I can't support this line of thinking, personally, because I think generally giving the people what they want, or what they are perceived to crave, is a bad idea because people are stupid. You can't name a single character from Avatar? Here, have literally a hundred characters for the next seven years of your life, watching you from bus stops, staring at you from your cereal packets, peering at you from the lunch boxes of the children you haven't even conceived yet. You don't remember Avatar? CHOKE on Avatar you sons of bitches.

[Edit: So it turns out the above quote is a fake, apologies for that. It was reported in good faith. Also it backed up my argument so I was like, YES PLEASE. Still. The rest of the article still stands. I reckon. - Ali]

Avatar's perceived lack of cultural footprint is exactly what endears me to it: I haven't had a chance to be sick of it. I assumed this was James Cameron's plan all along: starve the dogs then feed them four steak dinners.

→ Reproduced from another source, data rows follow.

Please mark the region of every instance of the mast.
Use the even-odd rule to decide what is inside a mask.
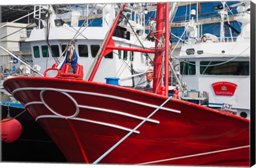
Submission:
[[[86,79],[92,81],[96,74],[97,70],[100,66],[102,57],[107,55],[113,50],[130,51],[134,52],[140,52],[143,53],[155,53],[155,58],[154,62],[154,76],[153,76],[153,89],[154,93],[164,95],[168,95],[169,89],[169,3],[159,3],[157,5],[157,17],[155,20],[157,22],[156,31],[155,33],[156,36],[156,43],[155,49],[134,49],[131,47],[124,47],[115,46],[112,36],[116,29],[118,23],[118,21],[121,12],[124,10],[125,4],[123,6],[116,19],[113,22],[109,33],[107,34],[105,39],[104,40],[102,47],[100,49],[97,55],[97,60],[92,65],[91,72],[89,73]],[[165,19],[165,34],[164,35],[164,20]],[[164,38],[165,39],[164,41]],[[165,42],[164,44],[164,42]],[[164,47],[164,44],[165,47]],[[165,52],[164,62],[163,61],[163,52]],[[162,63],[164,65],[162,65]],[[164,65],[164,86],[162,85],[162,78],[163,77],[162,66]]]
[[[164,59],[164,86],[165,95],[168,95],[169,87],[169,3],[165,3],[165,53]]]
[[[154,77],[153,77],[153,92],[157,94],[161,94],[161,83],[162,77],[162,52],[161,51],[163,47],[163,42],[162,38],[163,34],[164,28],[164,3],[158,3],[157,4],[157,19],[156,30],[156,44],[155,48],[155,58],[154,59]],[[168,16],[169,17],[169,16]]]

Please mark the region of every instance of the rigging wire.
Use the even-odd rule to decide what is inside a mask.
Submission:
[[[21,112],[20,114],[19,114],[18,115],[17,115],[16,116],[15,116],[14,117],[12,117],[11,118],[10,118],[9,119],[5,120],[5,121],[0,121],[0,123],[7,122],[10,121],[11,120],[15,119],[15,118],[17,118],[18,117],[19,117],[19,116],[20,116],[21,115],[22,115],[22,114],[23,114],[26,111],[27,111],[27,110],[25,109],[24,110],[23,110],[22,112]]]

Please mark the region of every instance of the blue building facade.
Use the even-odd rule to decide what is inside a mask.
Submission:
[[[233,4],[235,4],[239,3],[238,1],[231,1],[227,2],[226,3],[228,6],[231,6]],[[218,13],[218,11],[214,10],[214,6],[221,5],[221,2],[200,2],[199,7],[200,12],[198,15],[198,19],[211,18],[217,18],[215,20],[213,20],[211,22],[207,22],[204,23],[202,26],[202,34],[206,33],[210,33],[213,34],[217,37],[220,36],[220,24],[219,23],[220,19],[218,18],[220,18],[219,14]],[[197,4],[193,2],[188,2],[187,5],[182,6],[179,6],[175,13],[175,17],[173,19],[173,22],[180,22],[182,21],[187,21],[189,20],[189,13],[191,10],[197,9]],[[236,9],[232,9],[231,12],[229,12],[228,15],[232,15],[237,13],[237,11]],[[145,23],[146,25],[148,25],[151,20],[151,18],[156,17],[156,12],[150,11],[145,16]],[[132,18],[133,15],[131,16]],[[196,19],[196,18],[195,18]],[[84,21],[80,21],[79,22],[78,26],[81,26]],[[94,19],[90,19],[89,20],[89,26],[91,27],[101,27],[102,25],[102,18],[97,18]],[[241,31],[241,28],[242,23],[237,21],[233,21],[230,22],[230,25],[234,28],[237,30],[237,31]],[[230,37],[230,31],[229,27],[225,25],[225,36],[226,37]],[[185,30],[184,27],[173,27],[171,29],[171,33],[178,37],[181,37]],[[146,31],[146,33],[148,33],[148,31]],[[232,36],[233,37],[236,37],[238,35],[235,31],[231,30]],[[173,42],[177,42],[179,39],[172,35],[172,40]],[[187,37],[185,37],[185,39],[187,39]]]

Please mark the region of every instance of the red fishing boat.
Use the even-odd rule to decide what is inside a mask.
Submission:
[[[44,77],[9,79],[4,87],[71,163],[249,166],[250,120],[168,97],[169,4],[156,5],[154,47],[115,46],[112,35],[124,5],[87,80],[82,66],[70,74],[66,65],[47,69]],[[152,91],[93,81],[102,57],[113,50],[155,53]],[[56,76],[47,77],[49,70]]]

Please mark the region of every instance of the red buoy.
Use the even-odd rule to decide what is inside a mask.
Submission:
[[[12,142],[17,140],[21,134],[22,126],[20,123],[16,119],[9,121],[10,118],[4,118],[0,124],[1,128],[1,140],[5,142]]]

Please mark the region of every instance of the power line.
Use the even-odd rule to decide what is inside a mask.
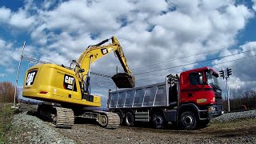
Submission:
[[[204,61],[200,61],[200,62],[191,62],[191,63],[187,63],[187,64],[175,66],[172,66],[172,67],[167,67],[167,68],[158,69],[158,70],[151,70],[151,71],[146,71],[146,72],[142,72],[142,73],[138,73],[138,74],[134,74],[134,75],[138,75],[138,74],[148,74],[148,73],[152,73],[152,72],[156,72],[156,71],[160,71],[160,70],[169,70],[169,69],[173,69],[173,68],[177,68],[177,67],[181,67],[181,66],[186,66],[193,65],[193,64],[197,64],[197,63],[200,63],[200,62],[205,62],[213,61],[213,60],[216,60],[216,59],[219,59],[219,58],[226,58],[226,57],[230,57],[230,56],[234,56],[234,55],[237,55],[237,54],[243,54],[243,53],[246,53],[246,52],[250,52],[250,51],[254,51],[254,50],[247,50],[247,51],[242,51],[242,52],[237,53],[237,54],[225,55],[225,56],[222,56],[222,57],[218,57],[218,58],[210,58],[210,59],[206,59],[206,60],[204,60]]]
[[[239,45],[242,45],[242,44],[245,44],[245,43],[246,42],[241,43]],[[200,54],[206,54],[206,53],[212,53],[214,51],[218,51],[218,50],[224,50],[224,49],[228,49],[228,48],[230,48],[230,47],[222,47],[222,48],[220,48],[220,49],[212,50],[210,50],[210,51],[205,51],[205,52],[202,52],[202,53],[198,53],[198,54],[189,55],[189,56],[186,56],[186,57],[174,58],[174,59],[170,59],[170,60],[168,60],[168,61],[160,62],[158,63],[154,63],[154,64],[147,65],[147,66],[145,66],[136,67],[136,68],[133,68],[131,70],[137,70],[137,69],[141,69],[141,68],[148,67],[148,66],[151,66],[159,65],[159,64],[162,64],[162,63],[166,63],[166,62],[171,62],[171,61],[184,59],[184,58],[189,58],[189,57],[194,57],[194,56],[196,56],[196,55],[200,55]]]
[[[253,58],[253,57],[255,57],[255,56],[256,55],[252,55],[252,56],[250,56],[250,57],[234,59],[234,60],[226,61],[226,62],[220,62],[220,63],[215,63],[215,64],[213,64],[211,66],[221,65],[221,64],[223,64],[223,63],[228,63],[228,62],[234,62],[234,61],[239,61],[239,60],[242,60],[242,59],[250,58]],[[169,74],[169,73],[167,73],[166,74]],[[150,79],[150,78],[158,78],[158,77],[162,77],[162,74],[161,74],[159,76],[153,76],[153,77],[150,77],[150,78],[141,78],[141,79],[138,79],[138,80],[144,81],[144,80]]]

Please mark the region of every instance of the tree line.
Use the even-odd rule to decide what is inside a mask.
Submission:
[[[20,90],[17,90],[16,102],[18,103],[38,104],[38,102],[30,99],[18,98]],[[0,82],[0,103],[14,102],[15,86],[10,82]],[[234,90],[231,93],[232,99],[230,102],[230,110],[239,110],[256,108],[256,90]],[[227,101],[223,98],[223,107],[228,110]]]
[[[234,90],[230,100],[230,111],[256,109],[256,90]],[[225,110],[228,110],[227,100],[223,101]]]

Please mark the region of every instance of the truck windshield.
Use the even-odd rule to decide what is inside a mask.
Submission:
[[[214,72],[211,70],[206,72],[207,83],[211,86],[218,86],[218,78],[213,74]]]

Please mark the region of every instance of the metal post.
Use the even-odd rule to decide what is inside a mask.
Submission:
[[[19,74],[19,70],[20,70],[20,67],[21,67],[22,59],[22,58],[23,58],[23,53],[24,53],[25,46],[26,46],[26,42],[24,42],[24,43],[23,43],[21,57],[20,57],[20,58],[19,58],[18,67],[18,71],[17,71],[17,77],[16,77],[16,83],[15,83],[15,92],[14,92],[14,106],[11,106],[11,108],[17,108],[16,106],[15,106],[15,103],[16,103],[17,85],[18,85],[18,74]]]
[[[117,74],[118,74],[118,66],[117,66]],[[118,86],[115,86],[115,91],[118,91]]]
[[[226,95],[227,95],[227,106],[229,112],[230,111],[230,87],[227,83],[227,78],[226,78]]]

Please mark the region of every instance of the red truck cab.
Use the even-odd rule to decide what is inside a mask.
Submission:
[[[179,106],[195,105],[201,120],[223,114],[222,90],[218,78],[218,72],[208,66],[181,73]]]

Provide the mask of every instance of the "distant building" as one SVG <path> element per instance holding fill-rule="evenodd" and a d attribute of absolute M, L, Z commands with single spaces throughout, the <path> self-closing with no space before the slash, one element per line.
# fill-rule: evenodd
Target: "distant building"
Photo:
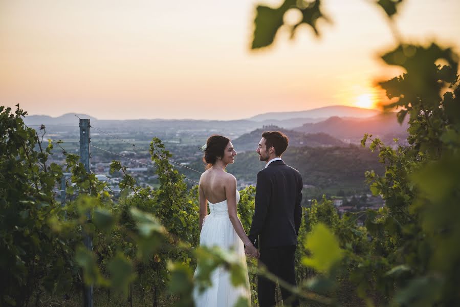
<path fill-rule="evenodd" d="M 341 197 L 333 196 L 331 200 L 336 207 L 340 207 L 343 205 L 343 200 Z"/>

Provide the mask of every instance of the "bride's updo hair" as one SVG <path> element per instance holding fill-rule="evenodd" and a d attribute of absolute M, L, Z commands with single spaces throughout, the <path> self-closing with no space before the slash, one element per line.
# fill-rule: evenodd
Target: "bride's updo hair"
<path fill-rule="evenodd" d="M 203 158 L 203 162 L 208 164 L 206 169 L 212 166 L 217 161 L 217 157 L 224 157 L 224 151 L 229 142 L 230 139 L 223 136 L 216 135 L 208 138 L 205 156 Z"/>

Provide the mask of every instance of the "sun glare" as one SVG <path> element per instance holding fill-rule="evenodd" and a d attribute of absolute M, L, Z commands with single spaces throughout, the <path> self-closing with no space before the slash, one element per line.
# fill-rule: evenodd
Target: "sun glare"
<path fill-rule="evenodd" d="M 365 108 L 373 108 L 375 106 L 374 99 L 370 94 L 363 94 L 358 96 L 355 104 L 356 106 Z"/>

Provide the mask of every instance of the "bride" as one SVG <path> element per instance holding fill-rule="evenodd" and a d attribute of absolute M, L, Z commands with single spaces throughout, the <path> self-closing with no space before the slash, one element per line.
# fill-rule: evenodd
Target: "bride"
<path fill-rule="evenodd" d="M 245 232 L 236 214 L 239 193 L 236 190 L 236 179 L 225 171 L 227 164 L 235 161 L 236 152 L 230 140 L 225 137 L 210 137 L 202 149 L 205 152 L 203 161 L 208 163 L 206 171 L 200 179 L 200 245 L 218 246 L 236 252 L 246 271 L 246 286 L 234 287 L 230 274 L 224 268 L 213 272 L 212 285 L 203 292 L 193 291 L 193 300 L 197 307 L 233 306 L 240 296 L 251 301 L 249 279 L 247 274 L 245 249 L 248 254 L 259 255 Z M 207 204 L 211 213 L 208 214 Z M 200 269 L 200 263 L 195 274 Z"/>

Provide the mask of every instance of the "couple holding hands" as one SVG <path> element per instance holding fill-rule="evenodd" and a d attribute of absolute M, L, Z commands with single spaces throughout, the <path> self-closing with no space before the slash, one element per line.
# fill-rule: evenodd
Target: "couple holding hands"
<path fill-rule="evenodd" d="M 200 245 L 232 250 L 247 272 L 246 255 L 258 259 L 270 273 L 296 286 L 294 266 L 297 237 L 302 216 L 300 174 L 283 162 L 281 156 L 289 139 L 279 131 L 262 134 L 256 151 L 265 167 L 257 173 L 255 210 L 249 234 L 237 214 L 239 193 L 236 179 L 225 171 L 235 161 L 236 152 L 228 138 L 210 137 L 202 147 L 206 171 L 200 179 Z M 208 214 L 208 204 L 211 213 Z M 200 270 L 200 263 L 197 267 Z M 196 274 L 196 272 L 195 272 Z M 198 307 L 233 306 L 238 298 L 251 301 L 249 277 L 245 286 L 234 287 L 230 274 L 218 268 L 211 275 L 212 285 L 204 292 L 193 292 Z M 274 306 L 275 284 L 262 276 L 258 277 L 257 296 L 260 307 Z M 298 298 L 282 287 L 284 306 L 298 306 Z"/>

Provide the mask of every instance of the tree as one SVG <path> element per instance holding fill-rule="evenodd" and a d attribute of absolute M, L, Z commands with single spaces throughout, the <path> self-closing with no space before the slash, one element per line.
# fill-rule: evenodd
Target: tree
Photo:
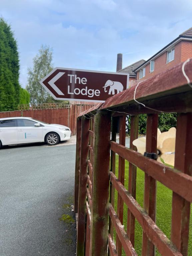
<path fill-rule="evenodd" d="M 54 101 L 39 83 L 53 69 L 52 53 L 53 50 L 49 46 L 42 45 L 33 59 L 33 68 L 28 69 L 28 84 L 26 89 L 30 93 L 32 104 Z"/>
<path fill-rule="evenodd" d="M 30 102 L 30 94 L 26 90 L 21 87 L 20 88 L 20 104 L 27 105 Z"/>
<path fill-rule="evenodd" d="M 20 100 L 17 46 L 10 26 L 0 18 L 0 111 L 16 109 Z"/>

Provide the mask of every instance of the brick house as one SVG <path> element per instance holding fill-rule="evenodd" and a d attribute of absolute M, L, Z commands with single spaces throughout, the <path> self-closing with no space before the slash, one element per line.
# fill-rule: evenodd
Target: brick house
<path fill-rule="evenodd" d="M 136 68 L 136 80 L 146 79 L 192 57 L 192 28 Z"/>
<path fill-rule="evenodd" d="M 136 73 L 134 70 L 142 65 L 145 62 L 145 61 L 144 60 L 140 60 L 126 68 L 118 70 L 117 72 L 121 73 L 129 73 L 129 86 L 130 87 L 133 86 L 134 84 L 135 84 L 135 83 L 137 83 L 137 82 L 134 82 L 136 80 Z"/>

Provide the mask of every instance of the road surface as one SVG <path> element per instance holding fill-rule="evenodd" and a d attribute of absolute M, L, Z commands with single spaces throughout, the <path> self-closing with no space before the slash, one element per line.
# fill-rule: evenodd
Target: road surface
<path fill-rule="evenodd" d="M 0 150 L 1 256 L 75 255 L 75 145 L 46 146 Z"/>

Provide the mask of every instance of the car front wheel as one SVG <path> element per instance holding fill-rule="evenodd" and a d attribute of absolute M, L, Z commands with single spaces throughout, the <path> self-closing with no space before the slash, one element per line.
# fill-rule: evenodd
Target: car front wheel
<path fill-rule="evenodd" d="M 56 145 L 59 142 L 59 136 L 55 132 L 50 132 L 46 136 L 45 141 L 50 146 Z"/>

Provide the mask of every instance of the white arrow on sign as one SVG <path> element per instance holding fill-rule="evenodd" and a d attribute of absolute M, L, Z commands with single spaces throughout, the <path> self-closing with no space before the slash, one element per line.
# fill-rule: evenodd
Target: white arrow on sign
<path fill-rule="evenodd" d="M 60 91 L 59 89 L 57 87 L 56 85 L 55 84 L 55 83 L 57 81 L 58 79 L 61 77 L 63 75 L 64 75 L 65 72 L 59 72 L 58 74 L 57 74 L 54 77 L 53 77 L 52 79 L 51 79 L 49 82 L 48 82 L 48 83 L 51 86 L 53 89 L 56 92 L 58 93 L 59 95 L 65 95 L 63 94 L 62 92 Z"/>

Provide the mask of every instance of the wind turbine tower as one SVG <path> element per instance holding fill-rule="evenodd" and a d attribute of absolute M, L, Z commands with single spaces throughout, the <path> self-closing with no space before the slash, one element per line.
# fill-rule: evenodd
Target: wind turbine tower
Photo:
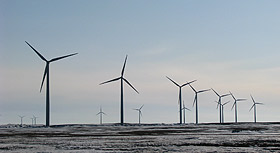
<path fill-rule="evenodd" d="M 138 109 L 134 109 L 134 110 L 136 110 L 136 111 L 138 111 L 139 112 L 139 115 L 138 115 L 138 117 L 139 117 L 139 125 L 141 124 L 141 116 L 142 116 L 142 111 L 141 111 L 141 109 L 143 108 L 143 106 L 144 105 L 142 105 L 140 108 L 138 108 Z"/>
<path fill-rule="evenodd" d="M 233 109 L 233 107 L 235 107 L 235 123 L 237 123 L 237 102 L 240 102 L 240 101 L 245 101 L 246 99 L 237 99 L 233 96 L 233 94 L 231 92 L 229 92 L 234 100 L 234 103 L 231 107 L 231 110 Z"/>
<path fill-rule="evenodd" d="M 190 84 L 189 84 L 189 85 L 190 85 Z M 194 104 L 195 104 L 195 123 L 198 124 L 198 101 L 197 101 L 197 97 L 198 97 L 198 96 L 197 96 L 197 95 L 198 95 L 199 93 L 203 93 L 203 92 L 209 91 L 209 90 L 211 90 L 211 89 L 196 91 L 192 85 L 190 85 L 190 87 L 192 88 L 192 90 L 193 90 L 194 93 L 195 93 L 194 101 L 193 101 L 193 106 L 194 106 Z"/>
<path fill-rule="evenodd" d="M 190 109 L 188 109 L 187 107 L 185 107 L 185 102 L 183 101 L 183 114 L 184 114 L 184 124 L 186 124 L 186 110 L 191 111 Z"/>
<path fill-rule="evenodd" d="M 22 120 L 23 120 L 23 118 L 24 118 L 25 116 L 20 116 L 20 115 L 18 115 L 18 117 L 20 117 L 20 125 L 22 126 Z"/>
<path fill-rule="evenodd" d="M 254 121 L 255 121 L 255 123 L 257 123 L 257 105 L 263 105 L 263 103 L 256 103 L 253 96 L 252 95 L 250 95 L 250 96 L 252 98 L 253 105 L 252 105 L 252 107 L 250 108 L 249 111 L 251 111 L 251 109 L 254 107 Z"/>
<path fill-rule="evenodd" d="M 66 57 L 70 57 L 70 56 L 73 56 L 73 55 L 76 55 L 78 53 L 74 53 L 74 54 L 69 54 L 69 55 L 66 55 L 66 56 L 61 56 L 61 57 L 56 57 L 56 58 L 53 58 L 51 60 L 47 60 L 43 55 L 41 55 L 33 46 L 31 46 L 27 41 L 25 41 L 27 43 L 27 45 L 29 47 L 32 48 L 32 50 L 34 50 L 34 52 L 43 60 L 46 62 L 46 67 L 45 67 L 45 72 L 44 72 L 44 75 L 43 75 L 43 80 L 42 80 L 42 83 L 41 83 L 41 88 L 40 88 L 40 92 L 42 91 L 42 87 L 43 87 L 43 84 L 44 84 L 44 81 L 45 81 L 45 78 L 47 79 L 47 84 L 46 84 L 46 126 L 50 126 L 50 77 L 49 77 L 49 74 L 50 74 L 50 71 L 49 71 L 49 67 L 50 67 L 50 63 L 52 62 L 55 62 L 55 61 L 58 61 L 58 60 L 61 60 L 61 59 L 64 59 Z"/>
<path fill-rule="evenodd" d="M 172 79 L 170 79 L 168 76 L 166 76 L 166 78 L 168 80 L 170 80 L 171 82 L 173 82 L 177 87 L 179 87 L 179 111 L 180 111 L 180 124 L 182 124 L 182 88 L 188 84 L 191 84 L 193 82 L 195 82 L 196 80 L 193 80 L 191 82 L 187 82 L 187 83 L 184 83 L 182 85 L 179 85 L 178 83 L 176 83 L 175 81 L 173 81 Z"/>
<path fill-rule="evenodd" d="M 224 116 L 224 106 L 228 104 L 230 101 L 221 104 L 222 105 L 222 123 L 225 123 L 225 116 Z"/>
<path fill-rule="evenodd" d="M 105 82 L 102 82 L 100 83 L 99 85 L 102 85 L 102 84 L 106 84 L 106 83 L 109 83 L 109 82 L 113 82 L 113 81 L 117 81 L 117 80 L 121 80 L 121 125 L 123 125 L 124 123 L 124 109 L 123 109 L 123 81 L 125 83 L 127 83 L 135 92 L 137 92 L 139 94 L 139 92 L 124 78 L 124 69 L 125 69 L 125 65 L 126 65 L 126 60 L 127 60 L 127 55 L 125 57 L 125 60 L 124 60 L 124 64 L 123 64 L 123 68 L 122 68 L 122 71 L 121 71 L 121 76 L 118 77 L 118 78 L 115 78 L 115 79 L 112 79 L 112 80 L 109 80 L 109 81 L 105 81 Z"/>
<path fill-rule="evenodd" d="M 100 115 L 100 124 L 102 124 L 102 116 L 103 116 L 103 114 L 106 115 L 106 113 L 104 113 L 104 112 L 102 111 L 102 107 L 100 107 L 99 113 L 96 114 L 96 115 Z"/>
<path fill-rule="evenodd" d="M 219 112 L 220 112 L 220 123 L 222 123 L 222 98 L 229 96 L 230 94 L 224 94 L 224 95 L 220 95 L 218 94 L 213 88 L 212 90 L 215 92 L 215 94 L 219 97 L 218 103 L 219 103 Z"/>
<path fill-rule="evenodd" d="M 39 117 L 36 117 L 36 116 L 33 115 L 33 118 L 34 118 L 34 124 L 36 125 L 36 120 L 37 120 L 37 118 L 39 118 Z"/>
<path fill-rule="evenodd" d="M 33 125 L 33 123 L 34 123 L 34 122 L 33 122 L 33 121 L 34 121 L 34 118 L 31 117 L 30 119 L 31 119 L 31 121 L 32 121 L 32 122 L 31 122 L 31 125 Z"/>

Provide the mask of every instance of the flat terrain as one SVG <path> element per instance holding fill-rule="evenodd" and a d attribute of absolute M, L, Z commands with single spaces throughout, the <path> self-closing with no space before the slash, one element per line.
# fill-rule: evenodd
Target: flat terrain
<path fill-rule="evenodd" d="M 0 152 L 280 152 L 280 123 L 0 126 Z"/>

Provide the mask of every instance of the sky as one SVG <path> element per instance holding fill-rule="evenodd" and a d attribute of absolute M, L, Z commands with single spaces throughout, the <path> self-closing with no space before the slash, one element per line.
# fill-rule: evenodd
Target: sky
<path fill-rule="evenodd" d="M 124 85 L 125 122 L 178 123 L 178 84 L 197 80 L 197 90 L 231 91 L 238 121 L 280 121 L 280 1 L 277 0 L 0 0 L 0 124 L 45 124 L 46 59 L 78 55 L 50 65 L 51 124 L 120 122 L 120 76 L 128 55 Z M 182 90 L 186 122 L 195 122 L 194 93 Z M 218 97 L 198 97 L 199 122 L 218 122 Z M 225 122 L 234 121 L 226 97 Z"/>

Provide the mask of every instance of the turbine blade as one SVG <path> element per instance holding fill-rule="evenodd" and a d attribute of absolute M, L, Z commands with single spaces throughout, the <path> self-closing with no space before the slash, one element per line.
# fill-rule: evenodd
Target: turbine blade
<path fill-rule="evenodd" d="M 235 97 L 233 96 L 233 94 L 229 91 L 229 93 L 231 94 L 231 97 L 236 101 Z"/>
<path fill-rule="evenodd" d="M 125 78 L 123 78 L 123 80 L 124 80 L 132 89 L 134 89 L 134 91 L 136 91 L 136 92 L 139 94 L 139 92 L 132 86 L 132 84 L 130 84 Z"/>
<path fill-rule="evenodd" d="M 211 89 L 200 90 L 200 91 L 198 91 L 197 93 L 202 93 L 202 92 L 206 92 L 206 91 L 209 91 L 209 90 L 211 90 Z"/>
<path fill-rule="evenodd" d="M 228 104 L 230 101 L 228 101 L 228 102 L 226 102 L 226 103 L 224 103 L 223 105 L 226 105 L 226 104 Z"/>
<path fill-rule="evenodd" d="M 213 89 L 213 88 L 211 88 L 214 92 L 215 92 L 215 94 L 218 96 L 218 97 L 220 97 L 220 95 Z"/>
<path fill-rule="evenodd" d="M 35 51 L 35 53 L 43 60 L 43 61 L 48 61 L 47 59 L 45 59 L 45 57 L 43 56 L 43 55 L 41 55 L 34 47 L 32 47 L 27 41 L 25 41 L 26 43 L 27 43 L 27 45 L 29 46 L 29 47 L 31 47 L 34 51 Z"/>
<path fill-rule="evenodd" d="M 121 77 L 118 77 L 118 78 L 115 78 L 115 79 L 112 79 L 112 80 L 109 80 L 109 81 L 105 81 L 105 82 L 102 82 L 100 83 L 99 85 L 102 85 L 102 84 L 105 84 L 105 83 L 109 83 L 109 82 L 113 82 L 113 81 L 117 81 L 119 80 Z"/>
<path fill-rule="evenodd" d="M 144 105 L 142 105 L 142 106 L 140 107 L 140 110 L 142 109 L 143 106 L 144 106 Z"/>
<path fill-rule="evenodd" d="M 194 89 L 194 87 L 193 87 L 191 84 L 189 84 L 189 86 L 192 88 L 192 90 L 193 90 L 195 93 L 197 93 L 196 90 Z"/>
<path fill-rule="evenodd" d="M 251 109 L 255 106 L 256 104 L 253 104 L 252 107 L 250 108 L 249 112 L 251 111 Z"/>
<path fill-rule="evenodd" d="M 74 54 L 69 54 L 69 55 L 65 55 L 65 56 L 53 58 L 53 59 L 50 60 L 50 62 L 54 62 L 54 61 L 57 61 L 57 60 L 61 60 L 61 59 L 63 59 L 63 58 L 70 57 L 70 56 L 74 56 L 74 55 L 77 55 L 77 54 L 78 54 L 78 53 L 74 53 Z"/>
<path fill-rule="evenodd" d="M 196 102 L 196 95 L 195 95 L 194 100 L 193 100 L 193 107 L 194 107 L 195 102 Z"/>
<path fill-rule="evenodd" d="M 183 84 L 181 87 L 184 87 L 184 86 L 186 86 L 186 85 L 191 85 L 191 83 L 193 83 L 193 82 L 195 82 L 195 81 L 196 81 L 196 80 L 193 80 L 193 81 L 187 82 L 187 83 Z"/>
<path fill-rule="evenodd" d="M 236 99 L 236 101 L 245 101 L 247 99 Z"/>
<path fill-rule="evenodd" d="M 179 84 L 177 84 L 175 81 L 173 81 L 172 79 L 170 79 L 168 76 L 166 76 L 167 79 L 169 79 L 171 82 L 173 82 L 176 86 L 180 87 Z"/>
<path fill-rule="evenodd" d="M 236 102 L 233 103 L 233 105 L 232 105 L 232 107 L 231 107 L 231 110 L 233 109 L 233 107 L 234 107 L 235 104 L 236 104 Z"/>
<path fill-rule="evenodd" d="M 125 60 L 124 60 L 124 64 L 123 64 L 123 69 L 122 69 L 121 76 L 124 75 L 124 69 L 125 69 L 125 65 L 126 65 L 126 60 L 127 60 L 127 55 L 125 56 Z"/>
<path fill-rule="evenodd" d="M 42 79 L 42 83 L 41 83 L 41 87 L 40 87 L 40 92 L 42 91 L 43 84 L 44 84 L 47 73 L 49 73 L 49 64 L 48 63 L 45 67 L 45 72 L 44 72 L 44 75 L 43 75 L 43 79 Z"/>
<path fill-rule="evenodd" d="M 252 96 L 252 95 L 250 95 L 250 96 L 251 96 L 251 98 L 252 98 L 252 100 L 253 100 L 253 103 L 256 103 L 256 102 L 255 102 L 255 99 L 253 98 L 253 96 Z"/>
<path fill-rule="evenodd" d="M 226 97 L 226 96 L 229 96 L 229 95 L 231 95 L 231 94 L 224 94 L 221 97 Z"/>

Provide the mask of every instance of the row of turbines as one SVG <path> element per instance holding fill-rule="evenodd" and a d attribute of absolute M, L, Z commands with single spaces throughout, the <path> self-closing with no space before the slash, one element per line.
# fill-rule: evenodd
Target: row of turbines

People bitch about Avatar being forgettable but only because Cameron - I'm sure defying the wishes of Fox - refused to flood the market with watered down insta-sequels, animated TV shows, spin-offs, comic-books and videogames. (The Avatar theme park, due to open at Walt Disney World Resort in 2017, is the one exception, although opening eight years after the film's release is almost heroically brave/stupid). For a director who wields such bleeding edge technology, James Cameron's approach with the Avatar universe was refreshingly old fashioned: leave us wanting more.

And he wrote it in such a way that he doesn't even have to cast Sam Worthington again.


Sadly, that's not a thing any more. We want more, yes, but we want it NOW. We literally want the next movie teased before the movie we're currently watching has even finished. We have to wait nine years for an Avatar sequel? Fuck you James Cameron for making us think about our own mortality. We have become a generation of needy, eternally unsatisfied, chronic complainers, who don't know what we want, except that whatever it is, we want it yesterday. We whinge about new Star Wars movies. We whinge about two competing comic-book universes. We whinge about Harrison Ford returning to play Indiana Jones. Presumably every single one of you who have whinged about the Avatar sequels will be boycotting them, without seeing a single second of footage, turning your nose up on the basis of an announcement and a logo? Of course. If there's one thing internet nerds are, it's principled.

Here's the thing: the Avatar sequels are going to be fantastic at best, or at worst, fun but flawed - the only thing that can be relied on is that all of us will buy into the hype and go and see them. My prediction? Cameron will embrace VR technology in a groundbreaking way. Remember why it took him so long to release Avatar in the first place? He was waiting for the tech to catch up to his vision. With the likes of the Oculus Rift and competing systems on the horizon, you'd be a fool to bet against Cameron strapping us into headsets and dropping us right into the thick of the Pandoran jungle.

Even back in 2009, people claimed they felt disillusioned when they took off their rudimentary 3D glasses; imagine the effect ten years on, with 360 degree vision and total and utter envelopment, the thin line separating audience and screen removed entirely. That's exactly the kind of forward thinking that'll have Avatards like you and I lining up round the block.